Let’s discuss steps to predict salary using regression here. The regression model used is multi linear regression.
Assume that, a company’s salary for it’s programmers is as shown below
Total, Lead, Manager, Certifications, Salary
So in the table, there are some independent variables
they are total years of experience, total years of experience as team lead, total years of experience as project manager and number of certifications he has.
And the dependent variable is salary.
So we can try to predict salary of an employee
with 5 years of total experience, 2 years as team lead and one year as project manager. Assume that he took 2 certifications too.
First step is create independent variable matrix
Let’s take all rows and columns expect the last column
X = dataset.iloc[:, :-1].values
Now let’s take the dependent variable vector, it’s the last column (5th column, index starts at zero so last column index is 4)
Y = dataset.iloc[:, 4].values
Now let’s split the data in to training and test set.
X_train, X_test, y_train, y_test = train_test_split(X, Y, test_size = 0.2, random_state = 0)
Now let’s fit the data to the linear regression
regressor = LinearRegression() regressor.fit(X_train, y_train)

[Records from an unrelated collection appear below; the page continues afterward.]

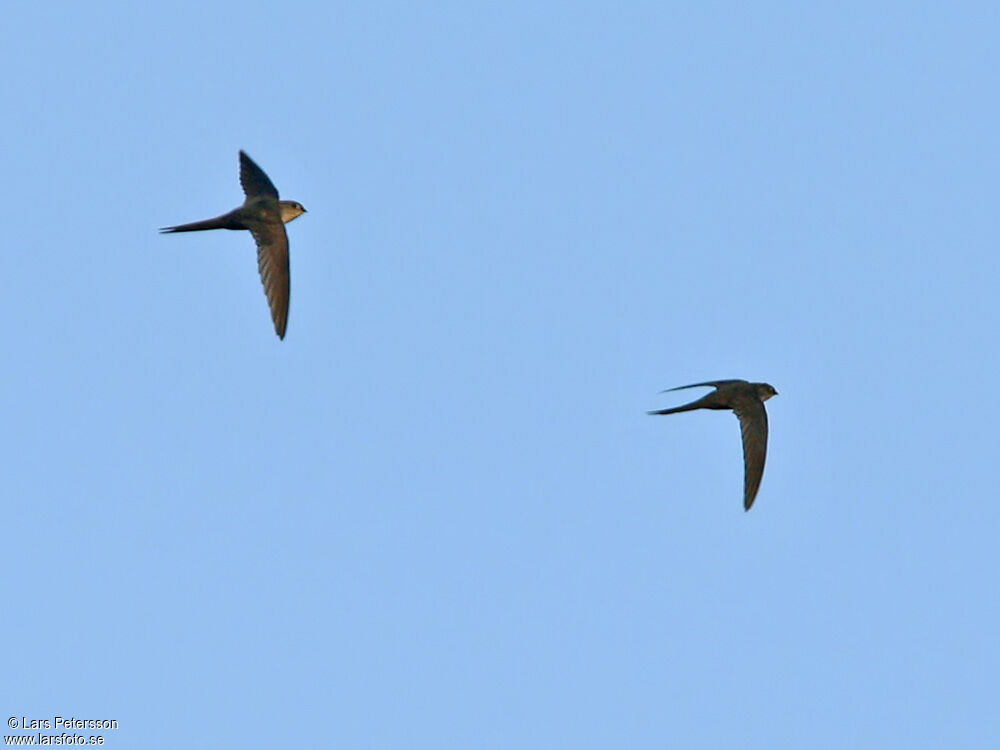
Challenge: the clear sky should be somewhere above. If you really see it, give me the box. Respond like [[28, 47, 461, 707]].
[[0, 0, 1000, 750]]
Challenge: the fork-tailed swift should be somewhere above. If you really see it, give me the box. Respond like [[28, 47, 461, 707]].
[[160, 151, 306, 339], [649, 380, 778, 510]]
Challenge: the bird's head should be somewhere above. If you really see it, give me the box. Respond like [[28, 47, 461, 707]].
[[281, 201, 306, 224], [754, 383, 778, 401]]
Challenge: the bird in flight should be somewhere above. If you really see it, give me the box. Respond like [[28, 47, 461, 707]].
[[160, 151, 306, 339], [648, 380, 778, 510]]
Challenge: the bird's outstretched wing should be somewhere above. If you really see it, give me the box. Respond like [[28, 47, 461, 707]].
[[248, 222, 291, 339], [660, 380, 747, 393], [240, 151, 278, 198], [733, 397, 767, 510]]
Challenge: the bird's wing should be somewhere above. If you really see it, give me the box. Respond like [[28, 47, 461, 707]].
[[733, 397, 767, 510], [248, 222, 290, 339], [240, 151, 278, 198], [660, 380, 747, 393]]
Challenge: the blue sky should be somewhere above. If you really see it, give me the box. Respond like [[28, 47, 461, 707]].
[[0, 0, 1000, 749]]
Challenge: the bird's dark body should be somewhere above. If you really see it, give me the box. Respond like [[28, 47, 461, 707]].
[[160, 151, 306, 339], [649, 380, 778, 510]]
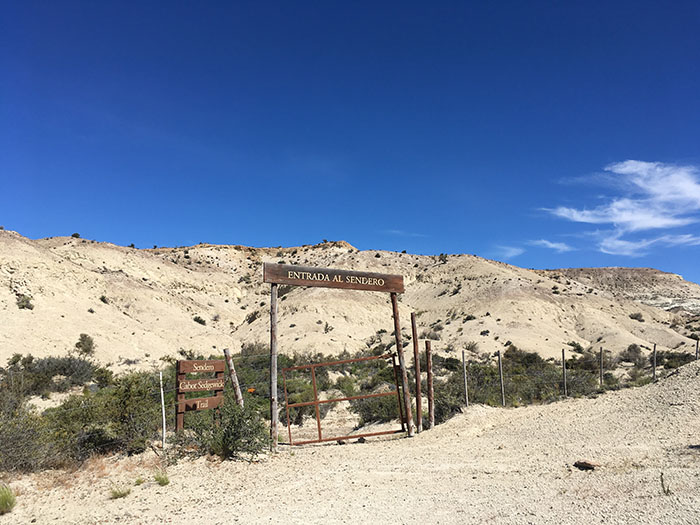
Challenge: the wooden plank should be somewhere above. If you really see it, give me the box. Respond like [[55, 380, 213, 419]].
[[177, 377, 224, 392], [270, 283, 279, 452], [178, 359, 226, 374], [425, 341, 435, 428], [263, 263, 404, 293], [411, 312, 423, 433], [391, 292, 413, 437], [177, 395, 224, 413]]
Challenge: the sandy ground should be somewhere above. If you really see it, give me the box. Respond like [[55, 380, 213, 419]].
[[0, 363, 700, 524]]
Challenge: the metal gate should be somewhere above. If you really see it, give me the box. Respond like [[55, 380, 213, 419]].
[[282, 353, 406, 445]]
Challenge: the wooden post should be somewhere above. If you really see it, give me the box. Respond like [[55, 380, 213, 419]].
[[411, 312, 423, 432], [561, 348, 569, 397], [175, 361, 186, 432], [462, 350, 469, 408], [390, 292, 413, 437], [158, 372, 165, 450], [425, 341, 435, 428], [497, 350, 506, 406], [224, 348, 243, 407], [270, 284, 278, 452]]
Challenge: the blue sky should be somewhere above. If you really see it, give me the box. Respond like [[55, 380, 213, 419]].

Now we can predict salary of an employee using the regression object as shown below
total = 5
lead = 2
manager = 1
cert = 2
We have created an api.py, which will listen for requests on port 5000
Our below API call return the predicted salary as 48017.16738197425
curl -X POST -d “total=5&lead=2&manager=1&cert=2” http://127.0.0.1:5000
Now let’s calculate accuracy of our prediction as shown below.
accuracy = (regressor.score(X_test,y_test))
Accuracy calculated is .9321110353200895. That means accuracy is 93%. If the accuracy was 1 (ie 100%), we could say that our predicted salary is perfect.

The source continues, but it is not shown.